Book Review: Sunshine by Robin McKinley

SunshineTitle: Sunshine
Author: Robin McKinley
Published: 2003
Publisher: Berkley Publishing Group
Pages: 416
From: Barnes and Noble

“I had no idea that blood and dessert could go together so well,” said Amber Benson. Benson was referring to Robin McKinley’s novel Sunshine.

Sunshine is my favorite book, ever. No lie. It’s not the best novel ever written, and I’ll be the first to say that, even after my previous statement. However, I love the uniqueness of the story, characters, plot, place and details. Especially details. I love details, and all the details in this novel I just melt over.

Sunshine is a baker in New Arcadia, a city in a dystopian world. She works at Charlie’s, a restaurant her step-father owns, and claims to be the only person, aside from her new assistant, that can withstand working in a bakery during 120 degree summers.

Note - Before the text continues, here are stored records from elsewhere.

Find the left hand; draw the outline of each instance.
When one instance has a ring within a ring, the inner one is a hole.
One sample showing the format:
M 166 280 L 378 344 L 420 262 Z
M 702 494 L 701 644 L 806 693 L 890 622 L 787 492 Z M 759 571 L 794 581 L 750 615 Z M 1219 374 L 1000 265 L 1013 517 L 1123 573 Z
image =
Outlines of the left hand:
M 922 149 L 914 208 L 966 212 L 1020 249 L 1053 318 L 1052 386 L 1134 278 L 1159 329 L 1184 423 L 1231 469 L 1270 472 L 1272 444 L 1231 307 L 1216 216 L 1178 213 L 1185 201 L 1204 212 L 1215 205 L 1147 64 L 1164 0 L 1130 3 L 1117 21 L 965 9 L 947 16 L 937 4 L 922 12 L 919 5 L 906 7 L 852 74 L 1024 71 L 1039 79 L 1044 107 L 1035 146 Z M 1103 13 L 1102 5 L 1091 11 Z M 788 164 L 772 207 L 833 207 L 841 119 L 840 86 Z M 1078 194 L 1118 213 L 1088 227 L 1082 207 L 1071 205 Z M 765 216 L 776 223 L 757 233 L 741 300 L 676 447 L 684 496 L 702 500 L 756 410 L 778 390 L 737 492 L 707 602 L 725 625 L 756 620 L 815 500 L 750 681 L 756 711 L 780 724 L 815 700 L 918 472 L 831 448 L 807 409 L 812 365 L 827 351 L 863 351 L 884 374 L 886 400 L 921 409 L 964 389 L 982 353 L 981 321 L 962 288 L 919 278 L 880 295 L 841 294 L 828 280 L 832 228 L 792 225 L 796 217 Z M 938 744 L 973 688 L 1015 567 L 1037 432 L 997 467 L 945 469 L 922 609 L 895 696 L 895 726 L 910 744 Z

She loves making up new recipes for the café, loves her boyfriend Mel and usually loves spending time with her family. Then, one night, she’s kidnapped by vampires and chained to a wall in a house with a vampire for three days.

Ultimately, Sunshine makes friends with Con, the vampire she’s chained up with. He’s an unusual vampire, but she discovers just how unusual she is, too. In broad daylight, when vampires should burst into flames and turn to ash, Sunshine touches Con and puts a magical screen in his skin that allows him to walk in the sunlight until they reach safety. And, since then, they share a bond neither can ignore.

McKinley’s novel was published in 2003, two years before Stephenie Meyer came out with her (so-called) hit Twilight. Sunshine contains magic, vampirism in its grittiest, chocolate and darkness. I’ve been fascinated by vampires since before high school, because I loved how they lived in the darkness and survived on others, the death seemed interesting, fantastical. And, somehow, I stumbled on McKinley’s novel by accident at Barnes and Noble one day, and ever since, I’m glad I did.

This novel helped push me to want to read more. It helped me want to write more. I learned about character development, as Sunshine learns about herself and Con, and their relationship in the grand scheme of things. I learned about plot when Sunshine must make certain decisions to help her new vampire friend evade the stake. I learned about how to style writing to fit the character, since Sunshine has a dry sense of humor and speaks her mind. I learned about fantasy and how to make the broad, sometimes clichéd genre work for your benefit by changing something so simple and overdone, like vampires, into something unusual and interesting, like adding an unwilling magic-handler and people devoted to removing anything inhuman from the world.

I imagine there are flaws, like with any novel. However, these flaws are so minuscule in my mind that they don’t really count. Not with me, anyway. I consider these flaws just slight weaknesses in the writing, but who doesn’t have some kind of weakness when they put themselves out there in an art form meant to be subjective and creative? I’m okay with any flaws I find, but that is personal preference.

If you find yourself in search of a good fantasy, or vampire, novel, search out Sunshine and give it a good shot. You’ll probably surprise yourself what you think of it in the end.

Barnes and Noble and Amazon have Sunshine available for purchase. If you find this novel enjoyable, the Newsflesh trilogy, Dracula, Twilight, I Am Legend or World War Z might be of interest.